- Genre: Documentary
- Directed by: Vasan Bala Xulfee Kulish Kant Thakur
- Starring: Vinod Talwar Jaspal Neelam Dilip Gulati Kishan Shah
- Music by: Nitish Rambhadran Karan Malhotra
- Country of origin: India
- Original language: Hindi
- No. of seasons: 1
- No. of episodes: 6

Production
- Producer: Ashwin Rai Shetty
- Cinematography: Sukesh Viswanath
- Running time: 30-40 minutes

Original release
- Release: 20 January 2023

= Cinema Marte Dum Tak =

Indian reality documentary series

Cinema Marte Dum Tak is a 2023 Indian docuseries produced by Vice Studios and created by filmmaker Vasan Bala and co-directed by Disha Rindani, Xulfee, and Kulish Kant Thakur. The series features four directors — J Neelam, Vinod Talwar, Dilip Gulati, and Kishan Shah — who have had success in the 90s. Tasked with utilizing their signature techniques, they are given a limited budget to direct a short movie with their original crew and cast.

The series premiered on Amazon Prime Video on January 20, 2023, and features actors such as Raza Murad, Mukesh Rishi, Harish Patel and Rakhi Sawant. Bollywood actor Arjun Kapoor had appeared as the host of the final episode.

== Overview ==
Created by Vasan Bala, Samira Kanwar and Niharika Kotwal, the show gives an insightful look into the subculture, featuring interviews with the directors, artists and actors of the time such as Kanti Shah, Harish Patel, Raza Murad, Mukesh Rishi and Kiran Kumar.

== Reception ==
Raja Sen of Mint in his review stated "The series works because of the filmmakers in focus. J Neelam, one of the only women directors who made “fultoo sex” pictures like Kunwari Dulhan, approaches her work with pragmatism and sensitivity: she wants scenes to have a point, women to be in charge."

The Indian Express called it "An ode to the world of sleaze and spook"

Ronak Kotecha of The Times of India gave Cinema Marte Dum Tak a 3.5/5 rating, praising Vasan Bala's direction. He noted "Filmmaker Vasan Bala’s passion for cinema is well known and extremely palpable in all his works. ‘Cinema Marte Dum Tak’ is no different."

Shubham Kulkarni from Koimoi gave a rating of 4/5 and wrote "Cinema Marte Dum Tak is a very personal project that is an ode to the stars that were never called one.
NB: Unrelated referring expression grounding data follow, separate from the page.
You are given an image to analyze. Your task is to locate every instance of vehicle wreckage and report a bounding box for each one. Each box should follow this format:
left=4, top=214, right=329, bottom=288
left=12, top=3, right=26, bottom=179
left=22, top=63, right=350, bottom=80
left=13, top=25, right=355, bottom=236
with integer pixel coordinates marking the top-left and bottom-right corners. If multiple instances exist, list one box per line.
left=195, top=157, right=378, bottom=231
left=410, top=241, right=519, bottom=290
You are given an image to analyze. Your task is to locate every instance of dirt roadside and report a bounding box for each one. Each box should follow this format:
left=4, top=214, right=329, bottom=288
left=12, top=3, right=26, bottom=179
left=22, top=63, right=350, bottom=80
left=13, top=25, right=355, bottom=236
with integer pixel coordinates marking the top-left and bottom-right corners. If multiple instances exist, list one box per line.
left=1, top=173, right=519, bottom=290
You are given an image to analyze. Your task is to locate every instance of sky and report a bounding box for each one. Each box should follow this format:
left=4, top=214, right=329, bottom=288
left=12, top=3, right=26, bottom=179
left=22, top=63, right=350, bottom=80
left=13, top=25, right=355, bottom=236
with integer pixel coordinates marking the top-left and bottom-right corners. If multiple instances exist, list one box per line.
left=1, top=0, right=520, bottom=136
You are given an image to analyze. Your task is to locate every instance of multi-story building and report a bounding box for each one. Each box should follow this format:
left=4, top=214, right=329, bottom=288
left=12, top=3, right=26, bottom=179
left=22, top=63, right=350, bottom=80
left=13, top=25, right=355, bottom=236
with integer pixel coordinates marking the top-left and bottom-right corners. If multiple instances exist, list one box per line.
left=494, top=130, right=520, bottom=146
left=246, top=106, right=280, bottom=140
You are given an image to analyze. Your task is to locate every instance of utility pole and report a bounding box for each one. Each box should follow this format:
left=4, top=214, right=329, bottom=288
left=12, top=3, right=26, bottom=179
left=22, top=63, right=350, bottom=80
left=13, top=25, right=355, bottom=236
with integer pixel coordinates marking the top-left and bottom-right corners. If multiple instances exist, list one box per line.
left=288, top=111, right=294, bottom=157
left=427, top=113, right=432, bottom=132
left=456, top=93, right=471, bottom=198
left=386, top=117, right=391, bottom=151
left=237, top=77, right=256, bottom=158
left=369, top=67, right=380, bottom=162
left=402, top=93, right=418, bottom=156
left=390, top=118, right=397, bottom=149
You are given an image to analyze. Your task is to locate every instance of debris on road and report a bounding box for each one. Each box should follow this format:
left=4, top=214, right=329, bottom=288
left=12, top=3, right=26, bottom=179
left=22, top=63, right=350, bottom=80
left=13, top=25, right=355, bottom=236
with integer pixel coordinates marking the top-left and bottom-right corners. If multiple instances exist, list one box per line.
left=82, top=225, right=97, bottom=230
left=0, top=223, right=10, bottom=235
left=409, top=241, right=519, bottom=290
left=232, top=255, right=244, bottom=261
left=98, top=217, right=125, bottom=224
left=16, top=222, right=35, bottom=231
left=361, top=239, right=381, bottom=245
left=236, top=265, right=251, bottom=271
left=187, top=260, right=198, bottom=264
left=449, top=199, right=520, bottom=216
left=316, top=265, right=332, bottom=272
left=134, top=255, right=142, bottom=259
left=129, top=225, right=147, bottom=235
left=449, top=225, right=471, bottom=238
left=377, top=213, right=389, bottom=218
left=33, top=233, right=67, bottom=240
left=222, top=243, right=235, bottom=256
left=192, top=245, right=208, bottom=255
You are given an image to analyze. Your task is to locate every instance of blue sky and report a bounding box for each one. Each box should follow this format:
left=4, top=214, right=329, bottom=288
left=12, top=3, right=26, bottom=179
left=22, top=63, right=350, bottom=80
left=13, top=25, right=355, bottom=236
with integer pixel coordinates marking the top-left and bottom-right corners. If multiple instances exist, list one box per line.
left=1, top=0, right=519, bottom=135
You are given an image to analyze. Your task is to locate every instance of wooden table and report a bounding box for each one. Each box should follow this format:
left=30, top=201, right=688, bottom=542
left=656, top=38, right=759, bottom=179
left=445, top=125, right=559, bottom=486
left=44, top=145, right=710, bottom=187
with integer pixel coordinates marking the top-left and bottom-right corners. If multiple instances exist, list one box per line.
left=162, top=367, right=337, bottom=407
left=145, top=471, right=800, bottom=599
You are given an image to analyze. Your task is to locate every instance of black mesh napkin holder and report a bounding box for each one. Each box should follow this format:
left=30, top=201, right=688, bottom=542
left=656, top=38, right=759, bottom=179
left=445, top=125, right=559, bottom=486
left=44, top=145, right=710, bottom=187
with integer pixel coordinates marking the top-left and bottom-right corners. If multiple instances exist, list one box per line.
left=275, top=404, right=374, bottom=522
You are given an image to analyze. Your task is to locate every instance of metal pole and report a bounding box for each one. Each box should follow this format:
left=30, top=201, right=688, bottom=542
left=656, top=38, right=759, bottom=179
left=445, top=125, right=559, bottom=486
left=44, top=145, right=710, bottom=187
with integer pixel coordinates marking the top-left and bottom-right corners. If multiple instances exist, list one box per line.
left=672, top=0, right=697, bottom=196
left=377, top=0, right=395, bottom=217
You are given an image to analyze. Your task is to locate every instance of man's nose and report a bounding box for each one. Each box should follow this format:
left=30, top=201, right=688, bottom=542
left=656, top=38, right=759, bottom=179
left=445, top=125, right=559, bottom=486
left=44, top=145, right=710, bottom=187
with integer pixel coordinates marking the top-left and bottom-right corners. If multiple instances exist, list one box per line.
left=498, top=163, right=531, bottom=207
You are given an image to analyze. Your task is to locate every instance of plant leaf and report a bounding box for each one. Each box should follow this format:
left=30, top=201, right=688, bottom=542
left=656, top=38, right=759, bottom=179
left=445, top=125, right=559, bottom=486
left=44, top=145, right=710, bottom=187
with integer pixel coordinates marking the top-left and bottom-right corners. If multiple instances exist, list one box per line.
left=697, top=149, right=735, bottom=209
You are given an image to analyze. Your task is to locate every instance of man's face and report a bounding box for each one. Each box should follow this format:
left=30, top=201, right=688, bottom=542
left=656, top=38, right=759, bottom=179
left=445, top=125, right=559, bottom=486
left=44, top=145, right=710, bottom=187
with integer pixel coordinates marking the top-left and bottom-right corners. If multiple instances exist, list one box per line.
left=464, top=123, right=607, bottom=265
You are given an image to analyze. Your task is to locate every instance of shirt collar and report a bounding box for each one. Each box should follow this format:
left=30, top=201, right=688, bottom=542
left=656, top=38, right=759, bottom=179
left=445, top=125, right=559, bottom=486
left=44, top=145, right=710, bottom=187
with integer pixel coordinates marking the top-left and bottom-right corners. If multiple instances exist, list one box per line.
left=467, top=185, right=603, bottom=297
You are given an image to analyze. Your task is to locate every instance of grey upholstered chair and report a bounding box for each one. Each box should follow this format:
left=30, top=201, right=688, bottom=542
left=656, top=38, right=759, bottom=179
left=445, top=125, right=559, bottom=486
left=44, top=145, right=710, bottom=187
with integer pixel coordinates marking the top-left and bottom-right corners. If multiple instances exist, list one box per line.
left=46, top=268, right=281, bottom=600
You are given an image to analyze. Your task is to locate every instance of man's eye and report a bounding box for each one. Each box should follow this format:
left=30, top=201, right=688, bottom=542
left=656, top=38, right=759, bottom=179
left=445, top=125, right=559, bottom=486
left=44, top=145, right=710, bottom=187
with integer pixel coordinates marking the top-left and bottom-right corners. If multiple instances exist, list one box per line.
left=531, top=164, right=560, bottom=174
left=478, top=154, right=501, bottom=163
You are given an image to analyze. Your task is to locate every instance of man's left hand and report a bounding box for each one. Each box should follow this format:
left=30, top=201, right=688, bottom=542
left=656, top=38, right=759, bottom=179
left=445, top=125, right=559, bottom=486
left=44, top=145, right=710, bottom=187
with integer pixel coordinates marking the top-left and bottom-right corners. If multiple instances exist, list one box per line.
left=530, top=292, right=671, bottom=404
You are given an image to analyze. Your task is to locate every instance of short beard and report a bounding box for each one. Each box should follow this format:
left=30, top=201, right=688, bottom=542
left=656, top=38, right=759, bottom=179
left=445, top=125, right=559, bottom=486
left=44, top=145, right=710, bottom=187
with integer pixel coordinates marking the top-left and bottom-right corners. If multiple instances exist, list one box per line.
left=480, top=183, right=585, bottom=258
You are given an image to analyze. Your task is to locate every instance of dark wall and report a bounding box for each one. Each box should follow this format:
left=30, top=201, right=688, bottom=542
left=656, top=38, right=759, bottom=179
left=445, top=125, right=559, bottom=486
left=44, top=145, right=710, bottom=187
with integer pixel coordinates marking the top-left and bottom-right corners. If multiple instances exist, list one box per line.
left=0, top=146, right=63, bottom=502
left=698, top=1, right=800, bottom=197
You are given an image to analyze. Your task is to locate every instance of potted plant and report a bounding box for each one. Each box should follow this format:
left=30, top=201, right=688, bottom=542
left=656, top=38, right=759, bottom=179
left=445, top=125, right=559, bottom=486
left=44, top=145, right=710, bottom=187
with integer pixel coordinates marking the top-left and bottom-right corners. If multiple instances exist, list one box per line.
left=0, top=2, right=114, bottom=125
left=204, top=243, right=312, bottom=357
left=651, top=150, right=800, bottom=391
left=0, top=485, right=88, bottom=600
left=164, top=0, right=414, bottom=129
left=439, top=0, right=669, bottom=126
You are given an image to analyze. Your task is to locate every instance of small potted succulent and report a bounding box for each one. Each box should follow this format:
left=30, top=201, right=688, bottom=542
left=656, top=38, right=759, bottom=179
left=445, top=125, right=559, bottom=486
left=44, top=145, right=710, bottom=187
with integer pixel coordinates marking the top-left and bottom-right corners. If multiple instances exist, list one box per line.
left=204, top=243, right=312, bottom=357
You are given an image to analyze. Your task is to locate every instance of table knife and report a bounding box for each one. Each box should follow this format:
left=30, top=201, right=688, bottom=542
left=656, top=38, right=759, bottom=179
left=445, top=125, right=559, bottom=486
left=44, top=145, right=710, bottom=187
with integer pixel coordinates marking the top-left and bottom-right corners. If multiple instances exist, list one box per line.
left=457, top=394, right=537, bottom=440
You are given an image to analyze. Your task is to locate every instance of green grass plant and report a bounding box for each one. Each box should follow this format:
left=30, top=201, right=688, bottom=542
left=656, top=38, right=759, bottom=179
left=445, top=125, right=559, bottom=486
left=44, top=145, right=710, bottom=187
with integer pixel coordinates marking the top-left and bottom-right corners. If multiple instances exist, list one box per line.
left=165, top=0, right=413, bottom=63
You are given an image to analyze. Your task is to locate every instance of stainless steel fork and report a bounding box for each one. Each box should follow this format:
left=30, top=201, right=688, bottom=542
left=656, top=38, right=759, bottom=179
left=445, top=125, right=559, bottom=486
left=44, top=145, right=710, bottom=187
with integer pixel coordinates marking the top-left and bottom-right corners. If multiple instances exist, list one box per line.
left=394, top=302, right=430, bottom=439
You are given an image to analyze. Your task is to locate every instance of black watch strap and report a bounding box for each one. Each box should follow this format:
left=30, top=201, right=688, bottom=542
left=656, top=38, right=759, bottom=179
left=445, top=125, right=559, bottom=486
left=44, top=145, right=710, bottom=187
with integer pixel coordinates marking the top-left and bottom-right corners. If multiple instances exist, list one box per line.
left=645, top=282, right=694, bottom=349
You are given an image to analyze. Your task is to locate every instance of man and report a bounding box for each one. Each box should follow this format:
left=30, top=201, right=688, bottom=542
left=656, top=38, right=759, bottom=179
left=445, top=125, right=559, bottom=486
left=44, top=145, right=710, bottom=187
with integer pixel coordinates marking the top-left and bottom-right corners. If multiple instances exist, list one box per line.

Watch it for all the hardwork, truth, and the respect it is made with, you will only learn something new."

Deepa Gahlot at Rediff.com rated the series 3 stars out of 5 and wrote "The series is a celebration of those directors' resourcefulness, economy and speed of film-making. Still what remains in the mind long after the six-episodes are done is the much-admired Kanti Shah saying that he often goes out to have a drink just to have someone to talk to."

Suchin Mehrotra in his review stated "Cinema Marte Dum Tak is a gloriously entertaining and charmingly heartfelt"

Kartik Bhardwaj of Cine Express rated the series 3.5/5 stating "Cinema Marte Dum Tak also zooms out and tracks the journey of this underground cinema, and how the controversy around “bits” or pornographic scenes that were added under the nose of the Censors, the death of single screens after advancement of multiplexes and lack of upgradation by makers, led to its downfall."

== Episodes ==
===Season 1===

| No. | Title | Directed by | Original release date |
| 1 | "Seene mein cinema" | Vasan Bala, Xulfee, Kulish Kant Thakur | 20 January 2023 |
Reunite with Kishen, Dilip, Neelam and Vinod as they seek to relive and restore the once-famous 'Pulp' film industry of the '90s.
| 2 | "Doosri cheekh" | Vasan Bala, Xulfee, Kulish Kant Thakur | 20 January 2023 |
The filmmakers sought a heroine who was willing to take on daring roles, which is a key element of any pulp film.
| 3 | "Haath ki safai" | Vasan Bala, Xulfee, Kulish Kant Thakur | 20 January 2023 |
Four directors arrive on set, ready to start their low-budget films, when Kanti Shah - King of Cult Cinema - arrives to share the secret history of pulp cinema. Lights, Camera, Action!
| 4 | "Ganda tha par dhandha tha" | Vasan Bala, Xulfee, Kulish Kant Thakur | 20 January 2023 |
The cameras continue to roll and the story continues to unfold - with each shoot concluding, we uncover the gritty and mysterious secrets of the pulp movie industry.
| 5 | "The last of us" | Vasan Bala, Xulfee, Kulish Kant Thakur | 20 January 2023 |
Reflecting on past experiences, the filmmakers look back at their films in the can and sorrowfully consider what might have been. The magic is gone, leaving them to ponder their decisions and contemplate what might have been.